Let's back up a little. Let's look at how when you use a tensile element at an angle to the applied force the manner in which the forces in the tensile element can be multiplied. Because that's the core of this misunderstanding.
THis is a long one but I hope it's worth it.
I've done up another couple of diagrams (OH NO! NOT ANOTHER ONE!
) that hopefully shows where my spoke diagram thinking came from. In this a simple weight is suspended on a shop wall mounted cantilever beam for moving the weight around. In this case a free pivoting beam (C) is supported by an angled rope (A) and there's a second shorter rope (B). As you can see the (B) rope has a simple 100 lbs of tension in it. If we compare this to my spoke diagram rope (B) is the equivalent of the tangential spoke In other words the spoke is in line with the force being applied so the spoke only sees the simple load.

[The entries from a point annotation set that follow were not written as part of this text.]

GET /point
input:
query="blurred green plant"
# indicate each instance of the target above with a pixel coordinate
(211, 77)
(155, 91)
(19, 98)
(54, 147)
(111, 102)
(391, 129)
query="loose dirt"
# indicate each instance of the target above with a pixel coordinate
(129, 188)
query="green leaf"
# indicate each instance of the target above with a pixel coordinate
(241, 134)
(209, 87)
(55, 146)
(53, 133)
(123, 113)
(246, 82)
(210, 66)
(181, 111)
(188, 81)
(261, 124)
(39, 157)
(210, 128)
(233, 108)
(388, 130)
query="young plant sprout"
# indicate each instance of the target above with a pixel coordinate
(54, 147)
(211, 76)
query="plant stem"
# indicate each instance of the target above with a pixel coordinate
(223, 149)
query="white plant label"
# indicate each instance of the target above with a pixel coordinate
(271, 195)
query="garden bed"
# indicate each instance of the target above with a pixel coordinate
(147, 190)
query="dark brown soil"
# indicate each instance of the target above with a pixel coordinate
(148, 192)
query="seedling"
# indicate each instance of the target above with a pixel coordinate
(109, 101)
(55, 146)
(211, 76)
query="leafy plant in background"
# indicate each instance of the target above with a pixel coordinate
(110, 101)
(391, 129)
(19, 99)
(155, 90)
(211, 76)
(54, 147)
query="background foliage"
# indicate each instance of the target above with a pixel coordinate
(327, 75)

But when you force the rope off at an angle like with rope (A) and keep it there with a beam (C) it gets more complex. Now you end up with the load in the ropes trying to compress the beam. But we're also supporting the load with the rope (A) which is at an angle. What happens is that it's like using a lever to move a heavy object with a long arm and a pivot in close to the load. The weight is your effort on the long side of the lever and the angled rope is on the short side. The force is multiplied in the angled rope because the beam is translating the direction of the load.
Now we can certainly do this wiht trigonometry and drag out the sin's and cosines' but for this example the force of the weight is vertical, the compressive forces of the beam horizontal and that forms two sides of a nice convienient right angle triangle. And since the tensile force in rope (A) is obvioiusly in line with the rope we can use that angle for the third side. So we draw a triangle with the vertical side at a scale of 100 units and a horizontal line from one end of that line and an angled line of the same angle as rope (A) from the other end to form a triangle. That's shown above the diagram. From there we scale the lengths of the other two sides compared to the known 100 units side and we get the numbers shown. But note that both of these are significantly higher than the original 100 lbs. There's no additional forces being introduced. However note that a lot of the rope's tension is balanced by compresive forces in the beam. But the rope is still under 333 lbs of tension to support that 100 lb weight. The tension in rope (A) and compression in beam (C) are strictly due to the geometry of the suspending arrangement and the weight it is lifting. In effect I've just sketched out your hanging rope example where you push the load on the end of the line to one side.
This diagram ties in directly to the spoke loading diagram. The only difference being that there's no physical beam to hold the offset spoke at the angle shown. However that "wall and beam" are still there but it's the other spokes and the rim that hold the one shown in my diagram in place at the angle shown. In the triangle of forces I showed this support from all the other spokes and the rim would all resolve to the 28.6kg virtual line that is extended off the 9.2 kg vector at the right angle.
However in looking at the diagram I will admit that I put the arrow for that vertical "beam" compoment on the wrong end if you see it as a counter to the spoke force and being conatained by the rest of the wheel. On the other hand it's fine as it is if you look at the arrows in the triangle as broken down components of the tensile increase in the spoke.
So for the spoke angle shown can you now see how when you torque the hub with 9.2 kg per spoke and the spoke is at an angle to that force just why the mechancial "leverage" due to the angle of the spoke to the force is going to induce a tension increase in that spoke by so much?
Let's say the hook on the wall was too high up and for some reason the boss chose to make us lower it so the distance from the beam pivot to the rope eye ring is only 1/3 as much. This compares to our spoke getting closer to a true radial angle where the spoke is at or very close to 90 degrees to the tangential torque force of the hub. Note how the tensile load in the rope (A) just more than tripled to over 1000 lbs needed to support only 100 lbs of weight.
Why? Look at the arm length of the beam and the distance between the pivot and the rope(A) mount. Mechanical leverage. It's the same with our spoke that's trying to resist the forces that are not in line with the spoke. The spoke is acting just like rope (A) in the diagram. Actually as you mentioned first off we have 16 spokes all working together to resist the load but we broke it down so only one is being looked at. The "braking" spokes and the rim form the supportive wall and beam that hold the 16 pulling spokes at the angle we lace the wheel up for. In the case of my original spoke diagram the angle shown is probably not far off what a 1 cross pattern would be.